A candidate takes three tests in succession and the probability of passing the first test is $p$. The probability of passing each succeeding test is $p$ or $\frac{p}{2}$ according as he passes or fails in the preceding one. The candidate is selected, if he passes atleast two tests.

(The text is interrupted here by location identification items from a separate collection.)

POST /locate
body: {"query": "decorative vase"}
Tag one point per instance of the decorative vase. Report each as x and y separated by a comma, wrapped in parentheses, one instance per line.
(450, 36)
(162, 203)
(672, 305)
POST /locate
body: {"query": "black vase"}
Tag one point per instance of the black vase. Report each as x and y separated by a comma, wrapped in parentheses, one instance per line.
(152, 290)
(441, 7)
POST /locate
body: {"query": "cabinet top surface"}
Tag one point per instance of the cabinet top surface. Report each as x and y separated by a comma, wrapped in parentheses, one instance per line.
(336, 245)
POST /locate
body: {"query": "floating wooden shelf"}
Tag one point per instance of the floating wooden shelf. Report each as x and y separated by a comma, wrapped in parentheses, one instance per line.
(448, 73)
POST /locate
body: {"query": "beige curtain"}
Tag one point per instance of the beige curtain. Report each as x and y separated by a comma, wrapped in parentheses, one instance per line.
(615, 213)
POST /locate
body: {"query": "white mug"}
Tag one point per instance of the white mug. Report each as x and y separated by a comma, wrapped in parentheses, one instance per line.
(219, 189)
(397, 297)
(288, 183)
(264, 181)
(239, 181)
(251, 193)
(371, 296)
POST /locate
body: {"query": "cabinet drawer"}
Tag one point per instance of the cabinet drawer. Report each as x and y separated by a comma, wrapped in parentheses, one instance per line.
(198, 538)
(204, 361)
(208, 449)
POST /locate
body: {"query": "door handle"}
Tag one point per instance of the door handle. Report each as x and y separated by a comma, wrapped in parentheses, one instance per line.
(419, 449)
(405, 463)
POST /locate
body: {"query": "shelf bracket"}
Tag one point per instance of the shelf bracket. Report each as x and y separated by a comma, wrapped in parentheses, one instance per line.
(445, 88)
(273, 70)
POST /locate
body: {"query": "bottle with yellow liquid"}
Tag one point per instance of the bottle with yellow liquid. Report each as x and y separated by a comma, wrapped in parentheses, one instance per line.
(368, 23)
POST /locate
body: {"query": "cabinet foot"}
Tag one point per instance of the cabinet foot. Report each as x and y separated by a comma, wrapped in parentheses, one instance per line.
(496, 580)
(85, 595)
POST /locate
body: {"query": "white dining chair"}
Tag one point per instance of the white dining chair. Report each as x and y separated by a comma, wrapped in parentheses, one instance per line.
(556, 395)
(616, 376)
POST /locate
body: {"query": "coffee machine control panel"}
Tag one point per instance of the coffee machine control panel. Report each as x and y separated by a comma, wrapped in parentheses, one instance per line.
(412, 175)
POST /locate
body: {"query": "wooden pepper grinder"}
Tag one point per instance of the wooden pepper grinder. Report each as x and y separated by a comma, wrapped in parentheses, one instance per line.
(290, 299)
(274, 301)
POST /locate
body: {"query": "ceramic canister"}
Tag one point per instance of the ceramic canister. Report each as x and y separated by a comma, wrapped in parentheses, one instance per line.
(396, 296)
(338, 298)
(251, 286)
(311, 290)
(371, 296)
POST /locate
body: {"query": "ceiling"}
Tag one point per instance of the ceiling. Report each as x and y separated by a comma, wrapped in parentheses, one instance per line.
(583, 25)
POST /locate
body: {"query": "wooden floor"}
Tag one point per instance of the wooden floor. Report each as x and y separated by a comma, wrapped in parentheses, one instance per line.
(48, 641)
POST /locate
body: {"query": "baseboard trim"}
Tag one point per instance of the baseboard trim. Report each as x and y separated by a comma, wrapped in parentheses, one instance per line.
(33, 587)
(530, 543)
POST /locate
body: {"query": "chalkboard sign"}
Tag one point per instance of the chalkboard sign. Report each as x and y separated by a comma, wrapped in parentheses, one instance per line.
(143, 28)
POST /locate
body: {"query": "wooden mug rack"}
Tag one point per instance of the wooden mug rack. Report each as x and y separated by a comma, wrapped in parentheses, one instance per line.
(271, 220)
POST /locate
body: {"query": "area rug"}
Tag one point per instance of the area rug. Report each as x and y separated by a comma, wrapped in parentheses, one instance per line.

The probability that the candidate is selected, is

• A. $p^2(2–p)$
• B. $p(2–p)$
• C. $p+p^2+p^3$
• D. $p^2(1–p)$

Answer 1

The correct option is A

$p^2(2–p)$

Explanation for the correct option:

Find the probability of candidate selection:

Candidate will be selected in following cases

$$\begin{gathered} i)PPP \\ ii)PPF \\ iii)PFP \\ iv)FPP \end{gathered}$$

Now,

$\begin{array}{rcl}P\left(i\right)& =& p\cdot p\cdot p\\ & =& p^3\end{array}$

$\begin{array}{rcl}P\left(ii\right)& =& p\cdot p\cdot (1-p)\\ & =& p^2-p^3\end{array}$

$\begin{array}{rcl}P\left(iii\right)& =& p\cdot (1-p)\cdot \frac{p}{2}\\ & =& \frac{p^2}{2}-\frac{p^3}{2}\end{array}$

$\begin{array}{rcl}P\left(iv\right)& =& (1-p)\frac{p}{2}\cdot p\\ & =& \frac{p^2}{2}-\frac{p^3}{2}\end{array}$

$\therefore$The required Probability $=p^3+(p^2-p^3)+\left(\frac{p^2-p^3}{2}\right)+\left(\frac{p^2-p^3}{2}\right)$

$$\begin{gathered} =2p^2-p^3 \\ =p^2(2-p) \end{gathered}$$

Hence, option ‘A’ is correct.